Oh may be try reading the dribble from the British Big Cat Society or other numerous cryptozoological sites, or even the National press of last year and years before. You will find that these groups and papers such as Daily Mail say that there are 2220 sightings and others state even more. Such groups go on to state that there must be in their view huge populations roaming free and breeding wild in the UK! Yes, there are many, many non-native species of flora and fauna out there in the UK however, not big cats.
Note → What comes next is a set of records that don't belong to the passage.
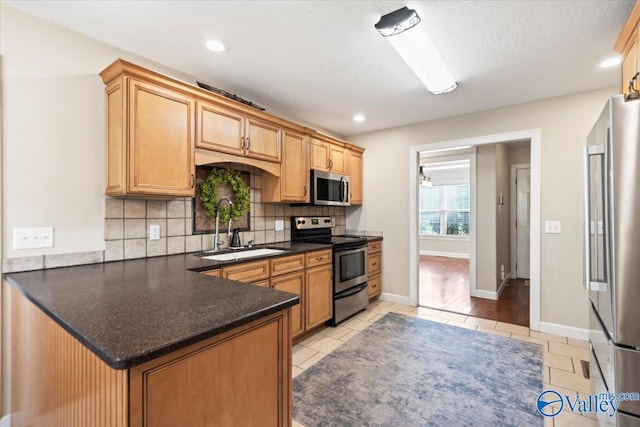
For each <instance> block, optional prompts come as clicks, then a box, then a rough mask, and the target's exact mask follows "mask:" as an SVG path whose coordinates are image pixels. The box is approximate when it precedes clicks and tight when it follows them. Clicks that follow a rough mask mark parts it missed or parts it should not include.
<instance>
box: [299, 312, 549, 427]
mask: <svg viewBox="0 0 640 427" xmlns="http://www.w3.org/2000/svg"><path fill="white" fill-rule="evenodd" d="M541 391H542V346H541V345H539V344H533V343H528V342H522V341H517V340H513V339H510V338H506V337H501V336H497V335H491V334H486V333H482V332H476V331H472V330H468V329H463V328H457V327H455V326H449V325H445V324H441V323H436V322H430V321H428V320H424V319H419V318H415V317H408V316H404V315H401V314H396V313H388V314H386V315H385V316H383V317H382V318H380V319H379V320H378V321H377V322H375V323H374V324H373V325H371V326H369V327H368V328H367V329H365V330H364V331H362V332H361V333H359V334H358V335H356V336H355V337H353V338H352V339H350V340H349V341H347V342H346V343H345V344H343V345H342V346H341V347H339V348H338V349H337V350H336V351H334V352H333V353H331V354H329V355H327V356H325V357H324V358H323V359H322V360H320V361H319V362H317V363H316V364H315V365H313V366H312V367H311V368H309V369H307V370H306V371H305V372H303V373H302V374H300V375H298V376H297V377H296V378H295V379H294V380H293V418H294V419H295V420H296V421H298V422H301V423H303V424H304V425H306V426H308V427H315V426H340V427H343V426H403V427H405V426H542V425H543V424H544V422H543V419H542V416H541V415H539V414H538V412H537V410H536V399H537V397H538V394H539V393H540V392H541Z"/></svg>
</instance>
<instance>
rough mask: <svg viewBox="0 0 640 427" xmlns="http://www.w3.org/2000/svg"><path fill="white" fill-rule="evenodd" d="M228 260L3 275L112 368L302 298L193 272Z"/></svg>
mask: <svg viewBox="0 0 640 427" xmlns="http://www.w3.org/2000/svg"><path fill="white" fill-rule="evenodd" d="M265 246H268V247H269V248H280V249H285V250H286V251H287V252H285V253H283V254H282V256H287V255H292V254H295V253H302V252H308V251H312V250H320V249H327V248H330V246H327V245H316V244H305V243H295V242H285V243H280V244H270V245H265ZM263 258H265V257H261V258H259V257H255V258H250V259H245V260H243V261H244V262H247V261H254V260H258V259H263ZM268 258H275V257H274V256H271V257H268ZM233 263H236V261H231V262H229V261H227V262H215V261H210V260H204V259H202V258H200V257H198V256H196V255H194V254H180V255H169V256H161V257H154V258H143V259H135V260H127V261H115V262H106V263H101V264H88V265H82V266H76V267H64V268H54V269H48V270H36V271H29V272H22V273H11V274H6V275H5V279H6V280H7V281H8V282H9V283H10V284H11V285H12V286H13V287H15V288H16V289H17V290H18V291H19V292H21V293H22V294H23V295H24V296H25V297H26V298H27V299H29V300H30V301H31V302H33V303H34V304H35V305H36V306H38V307H39V308H40V309H42V310H43V311H44V312H45V313H47V315H49V316H50V317H51V318H52V319H53V320H54V321H55V322H56V323H58V324H59V325H60V326H62V327H63V328H64V329H65V330H67V331H68V332H69V333H70V334H71V335H73V336H74V337H76V338H77V339H78V340H79V341H80V342H82V343H83V344H84V345H85V346H86V347H87V348H88V349H90V350H91V351H92V352H93V353H95V354H96V355H97V356H98V357H100V359H102V360H103V361H104V362H105V363H107V364H108V365H109V366H110V367H112V368H114V369H129V368H132V367H134V366H136V365H139V364H141V363H143V362H146V361H149V360H153V359H155V358H157V357H159V356H162V355H164V354H168V353H171V352H173V351H175V350H178V349H180V348H183V347H187V346H189V345H191V344H194V343H197V342H199V341H202V340H204V339H206V338H209V337H212V336H215V335H218V334H220V333H222V332H225V331H228V330H230V329H233V328H236V327H238V326H241V325H243V324H246V323H249V322H251V321H253V320H255V319H259V318H261V317H264V316H266V315H269V314H271V313H275V312H277V311H280V310H283V309H285V308H287V307H290V306H293V305H295V304H298V303H299V301H300V298H299V297H298V296H297V295H295V294H292V293H288V292H282V291H277V290H275V289H271V288H263V287H259V286H254V285H249V284H244V283H240V282H236V281H232V280H227V279H222V278H217V277H210V276H205V275H203V274H200V273H198V271H204V270H207V269H214V268H218V267H221V266H223V265H229V264H233Z"/></svg>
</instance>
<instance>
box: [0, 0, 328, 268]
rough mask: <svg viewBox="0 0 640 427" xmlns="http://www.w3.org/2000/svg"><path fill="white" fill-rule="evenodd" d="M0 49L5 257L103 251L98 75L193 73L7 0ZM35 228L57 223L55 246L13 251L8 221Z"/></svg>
mask: <svg viewBox="0 0 640 427" xmlns="http://www.w3.org/2000/svg"><path fill="white" fill-rule="evenodd" d="M0 55H2V64H1V66H2V73H1V75H2V82H1V83H2V106H3V112H4V117H3V121H4V122H3V125H4V128H3V129H2V150H3V158H2V183H3V190H4V194H3V212H2V213H3V215H2V229H3V233H2V240H3V241H2V247H3V253H2V255H3V258H14V257H24V256H31V255H52V254H63V253H73V252H89V251H95V250H102V249H104V247H105V242H104V223H105V220H104V218H105V206H104V204H105V196H104V189H105V153H106V150H105V144H106V143H105V141H106V127H105V126H106V125H105V123H106V120H105V118H106V113H105V93H104V84H103V83H102V80H101V79H100V76H99V75H98V73H99V72H100V71H102V70H103V69H104V68H106V67H107V66H108V65H109V64H111V63H112V62H113V61H115V60H116V59H118V58H122V59H125V60H128V61H131V62H133V63H136V64H139V65H142V66H144V67H148V68H151V69H153V70H156V71H159V72H161V73H165V74H168V75H171V76H173V77H175V78H178V79H181V80H183V81H187V82H190V83H193V84H195V81H196V78H194V77H191V76H187V75H184V74H182V73H180V72H178V71H176V70H173V69H170V68H167V67H165V66H162V65H160V64H157V63H154V62H152V61H149V60H147V59H145V58H142V57H140V56H137V55H133V54H131V53H129V52H126V51H124V50H121V49H117V48H114V47H112V46H109V45H106V44H104V43H101V42H98V41H96V40H93V39H90V38H87V37H85V36H83V35H81V34H79V33H75V32H72V31H69V30H67V29H64V28H62V27H59V26H57V25H54V24H51V23H49V22H46V21H44V20H41V19H39V18H35V17H33V16H31V15H28V14H25V13H23V12H21V11H18V10H17V9H14V8H12V7H10V6H7V5H6V4H5V3H0ZM268 112H269V113H271V114H274V115H278V116H280V117H284V118H287V117H286V115H284V114H282V113H279V112H278V111H276V110H273V109H268ZM289 119H291V118H290V117H289ZM296 121H297V122H298V123H301V124H305V123H304V122H301V121H299V120H296ZM307 125H308V124H307ZM310 126H311V127H313V128H315V129H318V130H320V131H324V132H326V133H330V132H327V131H326V130H324V129H322V128H319V127H317V126H313V125H310ZM35 226H53V227H54V228H55V232H54V233H55V236H54V239H55V247H54V248H51V249H37V250H14V249H13V248H12V229H13V228H14V227H35Z"/></svg>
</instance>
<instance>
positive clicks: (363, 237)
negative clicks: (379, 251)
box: [347, 234, 382, 242]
The Barnstaple story may indeed be true, just as the Harrods cats were. If it were feasable for such cats to be free within the UK, then why has no one ever hit one with a car or bus etc, shot one, seen one, had factual hard based science held on the such? The UK as whole is big but not that big, even by applying population models to topography of the UK, it still does not work. When I did nearest deer dung counts for the FC, it was seen as a science fact and well used tool, but what of the big cats, all we hear about is someone saw or heard this or that, a sheep or deer is dead and so on...not what you call hard fact and science factual evidence is it?
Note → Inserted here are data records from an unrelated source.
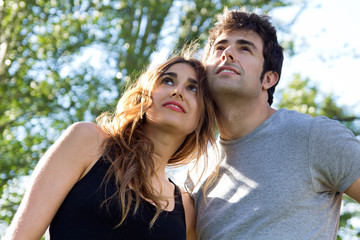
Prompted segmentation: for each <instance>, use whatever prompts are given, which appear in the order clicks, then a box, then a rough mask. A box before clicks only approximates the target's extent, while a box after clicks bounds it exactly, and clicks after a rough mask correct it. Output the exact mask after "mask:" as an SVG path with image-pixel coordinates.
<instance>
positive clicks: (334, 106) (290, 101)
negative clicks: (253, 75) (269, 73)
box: [277, 74, 360, 240]
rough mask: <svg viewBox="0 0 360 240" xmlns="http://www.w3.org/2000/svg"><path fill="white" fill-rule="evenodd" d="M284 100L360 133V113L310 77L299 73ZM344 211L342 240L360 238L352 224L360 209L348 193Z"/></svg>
mask: <svg viewBox="0 0 360 240" xmlns="http://www.w3.org/2000/svg"><path fill="white" fill-rule="evenodd" d="M279 93H280V94H281V97H278V99H281V101H280V102H279V103H278V105H277V107H278V108H287V109H291V110H296V111H299V112H302V113H306V114H309V115H311V116H313V117H315V116H319V115H322V116H327V117H328V118H330V119H334V120H338V121H339V122H340V123H342V124H343V125H345V126H346V127H347V128H349V129H350V130H352V132H353V133H354V134H355V135H356V136H359V135H360V125H359V123H360V116H355V115H354V113H353V112H351V110H350V109H348V108H347V107H346V106H338V105H337V104H336V103H335V100H336V99H335V97H334V95H333V94H331V93H330V94H321V93H320V92H319V89H318V87H317V86H314V85H312V83H311V81H310V79H308V78H307V79H305V80H302V79H301V77H300V75H299V74H295V75H294V79H293V81H292V82H291V83H290V84H289V85H288V86H287V87H286V88H285V89H282V90H281V91H279ZM342 209H343V212H342V214H341V216H340V223H339V232H338V239H339V240H341V239H342V238H343V237H344V236H357V237H360V231H359V230H356V228H355V227H354V226H353V224H352V221H351V220H352V219H353V218H355V217H357V218H359V217H360V208H359V207H358V208H356V207H355V201H354V200H352V199H351V198H350V197H348V196H346V195H344V198H343V206H342Z"/></svg>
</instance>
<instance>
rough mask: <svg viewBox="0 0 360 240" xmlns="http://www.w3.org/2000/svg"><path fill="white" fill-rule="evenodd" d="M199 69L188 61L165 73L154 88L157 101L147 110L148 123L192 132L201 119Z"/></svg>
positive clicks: (173, 128)
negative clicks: (196, 73)
mask: <svg viewBox="0 0 360 240" xmlns="http://www.w3.org/2000/svg"><path fill="white" fill-rule="evenodd" d="M197 91H198V79H197V78H196V73H195V70H194V69H193V68H192V67H191V66H190V65H189V64H186V63H176V64H174V65H172V66H171V67H170V68H169V69H168V70H167V71H165V72H164V73H161V75H160V77H159V79H158V80H157V83H156V84H155V88H154V90H153V92H152V99H153V104H152V105H151V107H150V108H149V109H148V111H147V112H146V119H147V123H148V124H151V125H153V126H157V127H160V128H161V129H163V130H166V131H174V132H178V133H182V134H185V135H188V134H190V133H192V132H193V131H194V130H195V128H196V127H197V125H198V123H199V117H200V109H199V103H198V98H197V95H198V94H199V93H198V92H197Z"/></svg>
There is no fact no basis of proof that such cats are wild and free within the UK let alone breeding, as for hybrids..of course, you will get hybrids. However, to use such a model for the UK and for what is in all intense a story of fable and myth thus far, all one can do is hypothosise. I have never seen or came across a hybrid puma, leopard, jaguars etc, although may be there are some out there in some park. As for the UK big cats being here in the UK for years, in some cases, people state since pre-war times. Again, thats a flight of fancy. Sure there was private owners and there are still private owners even in today's UK. As for these cats meeting by chance, being of the right age, right sex and right genus...never been seen or found. Sorry, but this hypothesis fails to show ant credice let alone show that we have such so-called big cats!